2° Que vous soyez unis tous deux ensemble au vrai amour, de sorte que vous ne soyez qu’un cœur en Dieu pour son honneur, pour sa gloire et pour l'utilité de vos sujets.
3° Que tous deux (1) soyez unis en amour avec vos sujets, pardonnant, pour l’amour de la passion de Jésus-Christ et de sa mort, à tous ceux qui, de conseil, d’effet ou faveur, ont été cause ou occasion de la mort de Pierre, roi et votre père, les recevant tous en votre charité et amour de tout votre cœur, afin que Dieu vous daigne recevoir en sa miséricorde, et afin qu’il vous veuille aussi affermir en votre gouvernement pour son honneur et gloire.

4° Que, puisque la divine Providence vous a établis gouverneurs de ce royaume, vous y apportiez toute la diligence que vous pourrez, à prendre conseil, et à conseiller efficacement avec une âme fervente de charité, tous les prélats, tant séculiers que réguliers, que tous leurs sujets se corrigent en toutes les choses esquelles ils se sont écartés du saint état des Pères, leurs prédécesseurs, spirituellement ou temporellement, afin de vivre selon le premier état de leurs prédécesseurs. Qu’ils réforment donc au plus tôt leur état en tout et par tout, afin qu’eux et leurs sujets, étant vraiment amendés, obtiennent l’amitié de Dieu, et soient rendus dignes de prier Dieu qu’il daigne, par sa miséricorde, renouveler l’état de la sainte Église universelle en la sainteté des vertus.
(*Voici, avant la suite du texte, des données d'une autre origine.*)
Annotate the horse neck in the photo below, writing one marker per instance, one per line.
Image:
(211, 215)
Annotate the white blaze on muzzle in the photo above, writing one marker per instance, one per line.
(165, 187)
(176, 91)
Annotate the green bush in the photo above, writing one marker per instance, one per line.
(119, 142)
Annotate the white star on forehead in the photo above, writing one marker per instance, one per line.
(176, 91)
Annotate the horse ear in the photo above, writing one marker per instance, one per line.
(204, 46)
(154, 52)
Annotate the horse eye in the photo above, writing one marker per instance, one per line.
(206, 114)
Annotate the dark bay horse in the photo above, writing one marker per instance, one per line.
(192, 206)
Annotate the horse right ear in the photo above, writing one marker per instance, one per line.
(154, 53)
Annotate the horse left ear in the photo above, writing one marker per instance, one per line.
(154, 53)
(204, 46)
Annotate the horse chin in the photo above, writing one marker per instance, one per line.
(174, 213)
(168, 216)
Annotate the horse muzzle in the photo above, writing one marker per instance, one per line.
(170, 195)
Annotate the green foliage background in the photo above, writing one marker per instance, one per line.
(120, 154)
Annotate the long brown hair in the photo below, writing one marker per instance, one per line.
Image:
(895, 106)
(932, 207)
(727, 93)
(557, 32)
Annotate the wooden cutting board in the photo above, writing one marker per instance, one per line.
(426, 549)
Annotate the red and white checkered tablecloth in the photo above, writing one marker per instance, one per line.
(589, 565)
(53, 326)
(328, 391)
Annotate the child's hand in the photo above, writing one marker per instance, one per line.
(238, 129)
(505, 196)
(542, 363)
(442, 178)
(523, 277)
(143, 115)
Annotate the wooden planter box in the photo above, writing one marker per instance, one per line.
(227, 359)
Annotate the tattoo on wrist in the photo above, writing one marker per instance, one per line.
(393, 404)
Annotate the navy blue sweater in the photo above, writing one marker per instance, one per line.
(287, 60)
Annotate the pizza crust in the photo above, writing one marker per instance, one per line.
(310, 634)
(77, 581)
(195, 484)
5° Que, pour cette grande charité que Dieu a eue pour vos âmes, vous aimiez aussi celles de vos sujets, conseillant à votre peuple militaire que, s’il a offensé en quelque chose, il en fasse soudain pénitence et se corrige, et que tous ceux qui sont sous l’obéissance de l’Église romaine, qui sont parvenus aux ans de discrétion, se confessent humblement, se réconcilient avec le prochain qu’ils ont offensé, et s’accordent, et que s’étant amendés, ils reçoivent le corps de Jésus-Christ; après, qu’ils mènent une vie catholique, vivent avec fidélité dans le mariage, ou en veuvage, ou bien en l’état louable de virginité, observant tout ce que la saint Église commande, y poussant tous les familiers domestiques, sujets, et tous ceux qu’ils pourront, à en faire de même, tant par leurs paroles que par leurs bons exemples, et par les œuvres de charité, les induisant à en faire et les affermissant en leurs saintes entreprises; et sachez pour certain que tous ceux qui ont voulu obéir au corps, souffriront le dommage en leur âme.

(1) Éléonor, reine de Cypre, et son fils, aussi roi de Cypre.

6° Que vous disiez à tous les prélats qu’ils avertissent efficacement et souvent leurs prêtres, savoir, les recteurs des églises; que chacun regarde si, en la paroisse, il y a quelqu'un qui persiste en quelques péchés publics, en l’offense de Dieu et au mépris de la sainte Église; et ceux qu’il trouvera vivre impudemment en ces péchés publics, qu’il les avertisse efficacement du danger de leur âme, et leur enseigne les manières et les remèdes spirituels par lesquels ils puissent s’en retirer et humblement s’amender. Or, s’ils ne veulent obéir, mais désirent vivre en leurs péchés publics, que les recteurs des paroisses ne manquent pas de les dénoncer aux supérieurs et aux évêques, afin que l’opiniâtreté de ces gens-là soit punie par les évêques, sans avoir égard à leur puissance temporelle, et Dieu vous commande de prêter main forte aux évêques pour cet effet, afin que, par votre secours et faveur, les susdits pécheurs soient corrigés et amendés, et qu’ils obtiennent la miséricorde de Dieu.